Last month, the non-commercial BDC proposed to tender up to 5% of its shares, as is customary for such entities. It faced a withdrawal of about 4.1% in the previous period.

BlackRock shares fell 8.3% on Friday, while stocks of alternative asset managers including KKR & Co. and Ares Management Corp. Also cooled, as they are coming off their worst start to a year in a decade.

Private credit funds are fueling a wave of calls for bailouts as anger grows over the industry’s exposure to lending practices and businesses that could be powered by artificial intelligence. HPS Investment Partners, among the largest alternative credit managers, was acquired by BlackRock last year as part of its expansion into private equity.

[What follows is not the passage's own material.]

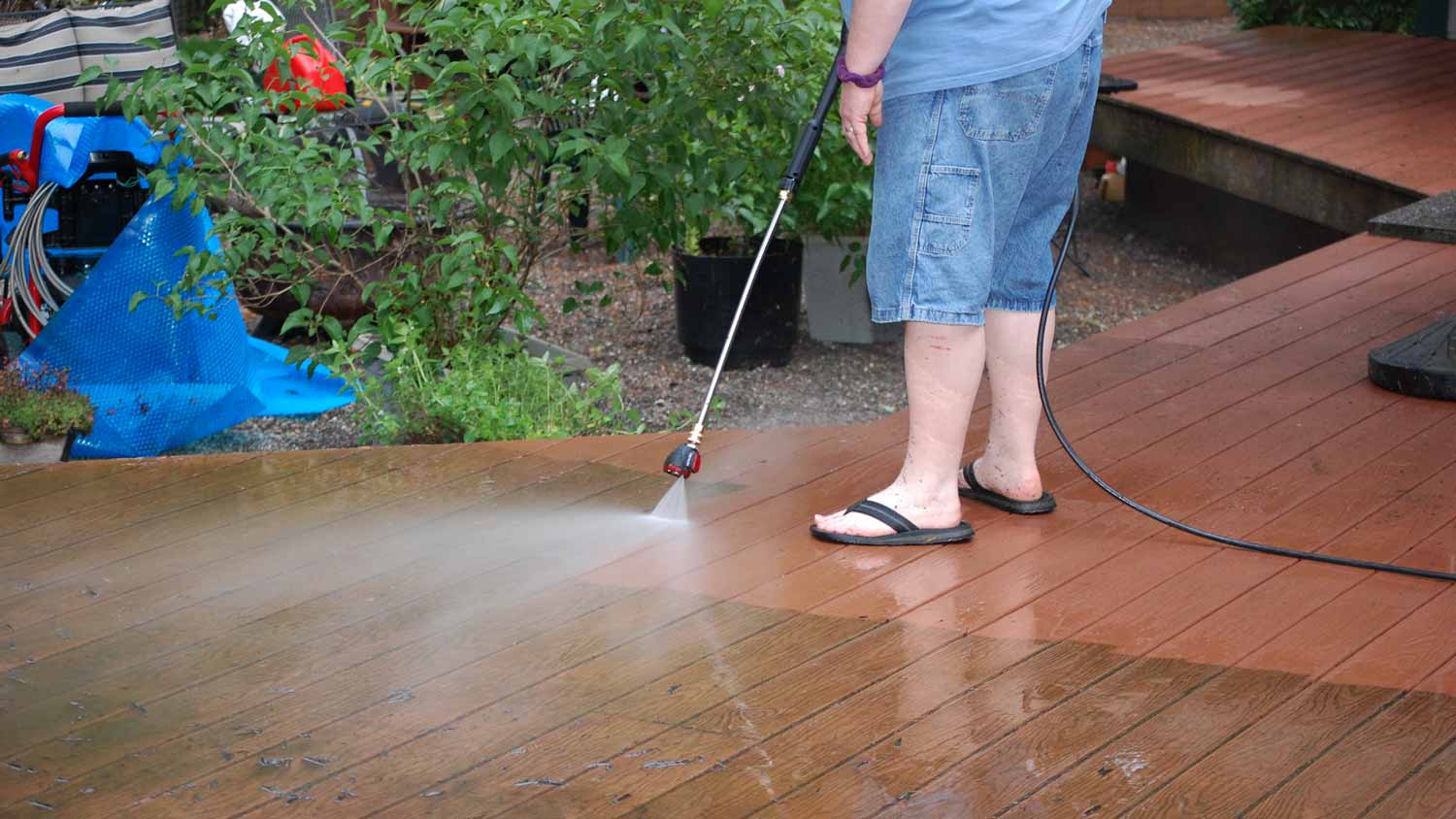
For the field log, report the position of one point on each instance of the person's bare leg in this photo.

HPS executives said on Friday that the move to limit exposure would help the fund buy into “compelling investment opportunities” amid uncertainty and volatility.

With redemption demand exceeding the normal 5% threshold, companies such as BlackRock are facing tough decisions about whether to offer liquidity to clients, Glenn Shore of Evercore ISI wrote in a note.

“HPS’s decision to hold the line at 5% is correct because it preserves the integrity of the non-trading vehicle, prevents the fund from being a forced seller of assets, and avoids excessive leverage.” Schorr wrote. “Semi-liquid funds are designed and marketed as products that offer limited liquidity, particularly in times of stress.”

BlackRock’s private credit fund, with assets of about $2.2 billion at the end of the year, also revealed on Friday that it had asked investors to buy back 4.5% of their shares. The vehicle, called the BlackRock Private Credit Fund, will meet all these demands.

Other asset managers like HLEND have taken steps to prevent gating withdrawals.

Earlier this week, Blackstone Inc.’s flagship private credit fund met a record tender offer of 7.9% of its shares, partly due to the company and its employees holding off some exits.

In January, Blue Owl Capital Inc. It allowed investors to cash in about $527 million in shares in a technology-focused fund, or roughly 15% of the fund’s net assets.

— with assistance from Silas Brown and Peter Eichenbaum.